As for the odd setlists – truly it’s a damning indictment of our times that an artist should be deemed less appealing for being unpredictable in concert. If ten years of gig reviewing have revealed to me any one increasing trend in large-scale live music, it’s the slow death of surprise, as stage shows grow ever more elaborately synchronised with video footage, lighting displays and dance routines, forcing the same setlist – even the same chat sometimes – to become increasingly necessary night in, night out. Are we really to do down an artist daring enough to whip out almost any song at any time from a crazily prolific 35-year career? I’ll gladly trade the mere shred of a possibility of losing it to the opening bars of When You Were Mine or Lady Cab Driver at some point for being sure he’ll do Raspberry Beret at 9:47pm.
In his present condition, answerable only to his extravagant instinct, Prince is like a rare exotic bird perched atop his own cage. And yet, in another one of those unexpected flights of fancy to which he’s prone, he recently announced that he’s re-signed with Warners – the same record company he accused of reducing him to slavery, signalling his formal re-entry to the heart of a music industry he once derided as “the speculation business”. A 30th anniversary digitally remastered deluxe reissue of Purple Rain is in the works. From there, it’s not impossible to picture him doing one of those plays-classic-album-in-full tours so beloved of modern promoters.

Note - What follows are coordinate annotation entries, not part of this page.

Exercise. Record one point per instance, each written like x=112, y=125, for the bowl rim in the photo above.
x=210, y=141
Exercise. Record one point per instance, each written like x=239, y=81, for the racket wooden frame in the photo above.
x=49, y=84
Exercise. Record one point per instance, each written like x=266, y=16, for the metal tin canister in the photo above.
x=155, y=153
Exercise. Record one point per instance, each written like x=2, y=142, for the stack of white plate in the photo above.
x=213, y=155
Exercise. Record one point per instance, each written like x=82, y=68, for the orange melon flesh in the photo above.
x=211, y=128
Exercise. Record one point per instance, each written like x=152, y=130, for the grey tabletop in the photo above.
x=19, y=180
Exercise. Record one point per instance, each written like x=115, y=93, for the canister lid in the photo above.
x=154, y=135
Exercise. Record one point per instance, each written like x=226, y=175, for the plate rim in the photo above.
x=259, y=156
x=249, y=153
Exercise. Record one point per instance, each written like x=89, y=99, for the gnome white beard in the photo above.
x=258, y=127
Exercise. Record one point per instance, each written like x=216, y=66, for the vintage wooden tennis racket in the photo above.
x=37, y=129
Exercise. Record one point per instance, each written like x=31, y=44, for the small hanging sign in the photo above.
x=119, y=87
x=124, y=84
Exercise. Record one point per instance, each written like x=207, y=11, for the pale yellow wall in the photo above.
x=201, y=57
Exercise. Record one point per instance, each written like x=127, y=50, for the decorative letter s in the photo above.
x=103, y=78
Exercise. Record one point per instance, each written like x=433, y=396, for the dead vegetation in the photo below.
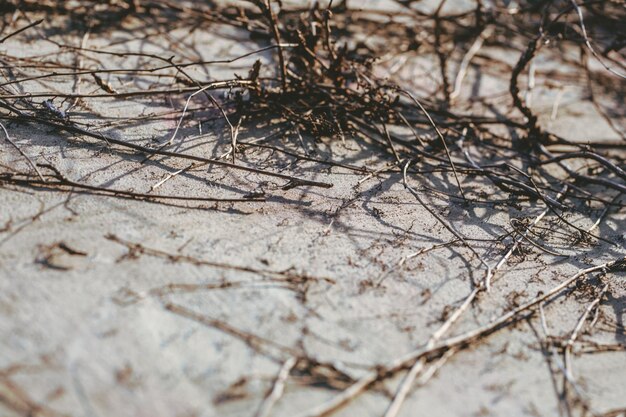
x=328, y=72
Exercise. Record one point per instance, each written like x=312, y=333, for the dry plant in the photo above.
x=323, y=73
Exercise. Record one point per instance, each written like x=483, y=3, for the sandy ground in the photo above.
x=137, y=319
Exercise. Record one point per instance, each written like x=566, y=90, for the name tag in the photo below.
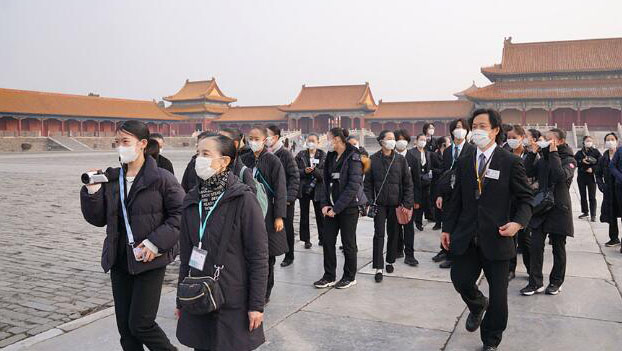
x=492, y=174
x=197, y=258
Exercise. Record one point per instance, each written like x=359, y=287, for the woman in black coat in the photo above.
x=233, y=211
x=268, y=170
x=136, y=255
x=554, y=170
x=612, y=193
x=587, y=159
x=387, y=186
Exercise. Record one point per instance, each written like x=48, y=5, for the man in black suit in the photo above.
x=476, y=230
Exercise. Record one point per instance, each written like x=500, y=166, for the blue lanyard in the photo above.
x=128, y=229
x=204, y=224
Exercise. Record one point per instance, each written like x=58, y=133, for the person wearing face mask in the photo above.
x=268, y=170
x=479, y=225
x=406, y=232
x=458, y=129
x=140, y=207
x=387, y=186
x=292, y=181
x=221, y=215
x=423, y=157
x=587, y=159
x=611, y=209
x=311, y=167
x=342, y=194
x=555, y=171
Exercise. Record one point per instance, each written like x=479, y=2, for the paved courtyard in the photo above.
x=50, y=275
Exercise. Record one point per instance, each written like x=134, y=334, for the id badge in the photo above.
x=197, y=258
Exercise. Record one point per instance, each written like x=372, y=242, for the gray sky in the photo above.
x=261, y=52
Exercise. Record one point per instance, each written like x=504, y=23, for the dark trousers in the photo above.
x=465, y=271
x=538, y=238
x=589, y=184
x=271, y=262
x=522, y=240
x=136, y=302
x=289, y=230
x=344, y=222
x=305, y=234
x=385, y=219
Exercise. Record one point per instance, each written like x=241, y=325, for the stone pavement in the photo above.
x=413, y=309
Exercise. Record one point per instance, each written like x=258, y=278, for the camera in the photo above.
x=94, y=177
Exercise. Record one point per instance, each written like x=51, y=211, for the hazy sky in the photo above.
x=261, y=52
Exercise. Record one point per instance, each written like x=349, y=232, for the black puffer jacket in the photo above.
x=291, y=173
x=154, y=209
x=398, y=186
x=271, y=173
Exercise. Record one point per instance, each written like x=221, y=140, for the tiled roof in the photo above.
x=549, y=89
x=252, y=113
x=200, y=90
x=558, y=57
x=333, y=98
x=42, y=103
x=422, y=109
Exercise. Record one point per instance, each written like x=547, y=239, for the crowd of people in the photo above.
x=492, y=189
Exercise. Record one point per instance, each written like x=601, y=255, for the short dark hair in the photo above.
x=494, y=117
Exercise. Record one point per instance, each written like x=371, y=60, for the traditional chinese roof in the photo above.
x=333, y=98
x=593, y=55
x=200, y=90
x=422, y=110
x=43, y=103
x=549, y=89
x=252, y=114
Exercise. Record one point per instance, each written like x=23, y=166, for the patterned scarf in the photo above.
x=210, y=189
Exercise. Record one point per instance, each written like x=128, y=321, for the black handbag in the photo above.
x=203, y=295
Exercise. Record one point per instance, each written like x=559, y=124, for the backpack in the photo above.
x=262, y=194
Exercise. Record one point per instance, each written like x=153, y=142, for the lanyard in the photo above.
x=128, y=229
x=204, y=224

Prince’s wilderness years may be ending. If that means a return of greater quality control – and it’s tantalising to imagine him hooking up with a big-name contemporary producer or artist, a Daft Punk or a Danger Mouse, on his next record – so be it. But if it also means Prince’s wings as as a live entertainer are clipped, I definitely won’t regret shelling out a small-fortune for those tickets, even if I do have to watch this pint-sized purple pop deity from a vantage point up just beneath the rafters. Besides, I’m sure I’ll manage to sneak into standing.